Tijdens de archeologische begeleiding is vastgesteld dat binnen het onderzochte deel van het plangebied grondsporen, muurwerk en een ophogingslaag uit de 18-19e eeuw aanwezig zijn. Binnen het plangebied zijn geen vondstconcentraties aanwezig wel zijn er losse vondsten aangetroffen. Het betreft acht (fragmenten van) bakstenen, acht fragmenten aardewerk, twaalf metaalslakken, negen sterk gecorrodeerde fragmenten metaal, één fragment bot, één verbrand brok leisteen, een muurhaak en een muuranker. De resten die bewaard zijn gebleven zijn met uitzondering van enkele gecorrodeerde metaal vondsten en een stuk bot goed geconserveerd.
Het aardewerk betreft losse scherven die dateren vanaf de 17e eeuw tot en met de 19e eeuw. De kloostermoppen zijn ouder en stammen uit de 14e - 15e eeuw. Het slakmateriaal stamt mogelijk uit de Middeleeuwen maar het is waarschijnlijker dat dit later is aangevoerd. De datering van de vindplaats moet als boerderijcomplex en binnen de historische context in de 18e-19e eeuw worden geplaatst.
In werkput 2 (bouwput voor de woning) is een grootschalige verstoring aanwezig. Deze verstoring reikt tot in de top van de verrommelde kleilaag (Laag van Wijchen) en/of de ophogingslaag uit de 19e eeuw. Door deze verstoring is het muurwerk van een mogelijke oudere fase en een recenter bijgebouw van de boerderij slechts deels intact aangetroffen.

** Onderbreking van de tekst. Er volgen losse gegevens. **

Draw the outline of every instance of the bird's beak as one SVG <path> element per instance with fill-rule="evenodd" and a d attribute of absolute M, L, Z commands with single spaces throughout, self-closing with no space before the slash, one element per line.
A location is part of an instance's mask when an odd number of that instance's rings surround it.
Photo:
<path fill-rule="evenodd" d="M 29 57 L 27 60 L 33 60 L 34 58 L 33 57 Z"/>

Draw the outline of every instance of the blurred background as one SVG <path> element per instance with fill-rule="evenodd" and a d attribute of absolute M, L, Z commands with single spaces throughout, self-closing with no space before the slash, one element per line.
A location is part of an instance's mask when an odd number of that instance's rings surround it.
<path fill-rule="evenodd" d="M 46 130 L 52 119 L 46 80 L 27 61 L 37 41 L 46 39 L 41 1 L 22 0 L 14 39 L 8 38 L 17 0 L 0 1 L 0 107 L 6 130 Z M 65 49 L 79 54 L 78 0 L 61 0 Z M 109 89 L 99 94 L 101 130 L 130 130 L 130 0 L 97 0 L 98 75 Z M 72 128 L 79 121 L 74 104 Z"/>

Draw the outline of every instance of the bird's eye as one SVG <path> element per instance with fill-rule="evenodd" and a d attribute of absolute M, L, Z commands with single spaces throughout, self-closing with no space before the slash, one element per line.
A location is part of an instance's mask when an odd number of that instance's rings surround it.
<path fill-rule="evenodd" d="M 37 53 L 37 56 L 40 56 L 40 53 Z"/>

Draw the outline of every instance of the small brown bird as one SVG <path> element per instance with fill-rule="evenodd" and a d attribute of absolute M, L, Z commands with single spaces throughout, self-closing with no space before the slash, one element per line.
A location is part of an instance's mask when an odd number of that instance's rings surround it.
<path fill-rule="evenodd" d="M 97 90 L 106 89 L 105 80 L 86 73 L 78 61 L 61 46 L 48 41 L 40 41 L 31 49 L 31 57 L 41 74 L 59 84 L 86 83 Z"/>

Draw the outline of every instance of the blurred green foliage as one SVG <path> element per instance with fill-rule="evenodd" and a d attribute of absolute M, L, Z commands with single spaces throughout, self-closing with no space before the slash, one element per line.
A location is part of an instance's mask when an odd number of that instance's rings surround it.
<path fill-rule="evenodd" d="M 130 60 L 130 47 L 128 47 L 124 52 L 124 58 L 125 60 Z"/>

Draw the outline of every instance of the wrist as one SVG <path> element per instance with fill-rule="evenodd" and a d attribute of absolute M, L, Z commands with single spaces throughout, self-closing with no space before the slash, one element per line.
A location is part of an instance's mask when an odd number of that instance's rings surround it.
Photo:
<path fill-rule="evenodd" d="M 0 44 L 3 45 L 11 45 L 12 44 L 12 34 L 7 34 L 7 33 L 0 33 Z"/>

Op basis van dit onderzoek kan niet worden uitgesloten dat in de directe omgeving nog restanten van een mogelijke voorganger van De Weem uit de 15e eeuw of oudere resten aanwezig zijn. Deze zijn met uitzondering van de hergebruikte kloostermoppen en het eventueel oudere slakmateriaal niet aangetroffen. Mogelijk is een dergelijke vindplaats buiten de zone van de voormalige bebouwing en de daarmee samenhangende verstoringen beter bewaard gebleven.